BY BRUCE BAWER
For decades, in both America and Europe, the gay establishment – gay magazines, gay rights organizations, and self-designated gay leaders – have been dictating politics to the gay multitudes. Those politics have been consistently left-wing and Democratic. Not all gays have played follow-the-leader, but most have, so that in the 2016 U.S. presidential elections Hillary Clinton won a far larger percentage of the gay vote than Donald Trump.
Even though Hillary had opposed same-sex marriage until 2013, had taken millions of dollars from governments that execute homosexuals, and was married to the man who signed the Defense of Marriage Act, the gay mafia had managed to depict her as gay-friendly while depicting Donald Trump, a longtime gay marriage supporter, as an enemy of gay rights.

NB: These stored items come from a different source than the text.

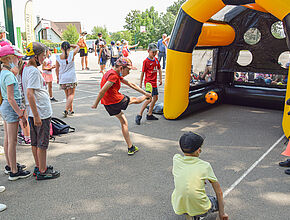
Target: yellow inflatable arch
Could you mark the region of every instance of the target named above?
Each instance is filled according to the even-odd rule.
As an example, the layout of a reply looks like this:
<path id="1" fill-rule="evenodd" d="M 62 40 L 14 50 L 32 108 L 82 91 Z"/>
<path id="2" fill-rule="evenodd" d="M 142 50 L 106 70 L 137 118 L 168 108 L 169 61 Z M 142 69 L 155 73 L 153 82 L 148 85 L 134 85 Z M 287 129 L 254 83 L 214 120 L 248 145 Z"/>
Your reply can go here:
<path id="1" fill-rule="evenodd" d="M 196 46 L 227 46 L 235 39 L 234 29 L 226 24 L 207 22 L 226 5 L 243 5 L 268 12 L 283 21 L 290 48 L 290 0 L 188 0 L 176 19 L 167 50 L 164 116 L 178 118 L 188 107 L 192 52 Z M 288 82 L 290 74 L 288 74 Z M 290 83 L 286 100 L 290 98 Z M 290 100 L 289 100 L 290 103 Z M 283 129 L 290 136 L 290 105 L 285 104 Z"/>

Even more perverse than the official gay take on Trump vs. Clinton is the official gay party line on Islam. To get a good picture of this party line, all you need to do is glance through the archives of The Advocate, a gay news magazine.
“Islam is not intrinsically homophobic,” wrote Trudy Ring in a 2013 Advocate reportabout Muslim “activists and scholars” who, she claimed, were making progress in their effort to make Islam “more welcoming to LGBT people.” In a 2014 piece, Stevie St. John promoted a Muslim lesbian’s claim that the Koran “prescribes no punishment for being gay or transgender.”
True, but wildly deceptive: in fact, the Koran contains explicit condemnations of homosexual conduct, while the punishments for such conduct are spelled out in Islamic law. Then there’s the 2017 Advocate article in which one Samra Habib happily noted that after the Orlando Pulse nightclub massacre, many news media eschewed anti-Islamic “finger-pointing” and instead “offered many queer Muslims a platform to share how they too were in mourning and how they often felt doubly ostracized” – victimized, in other words, by both “Islamophobia and homophobia.”
Any whitewash of Islam is reprehensible. But when gays whitewash Islam in a publication read by other gays, it’s downright dangerous. No ideology on Earth is more anti-gay. In ten Muslim countries, gay sex is punishable by death. To pretend that there’s any way of reconciling homosexuality and Islam, or any chance of transforming Islam into a gay-friendly faith, is to encourage a menacing fantasy.
So it’s promising to observe that as Islam plants its roots ever more deeply in the soil of Western Europe, more and more European gays are wising up, breaking ranks with the fools and liars in their midst who preach that the “gay community” and the ummah are natural allies, and casting their ballots for politicians whom they’d previously scorned.
In April, for example, Thomas Adamson of the Associated Press reported that although gay rights groups in France had not wavered in their fierce opposition to Marine Le Pen’s Front National (FN), the party now enjoyed a higher level of support among gay voters than among straights.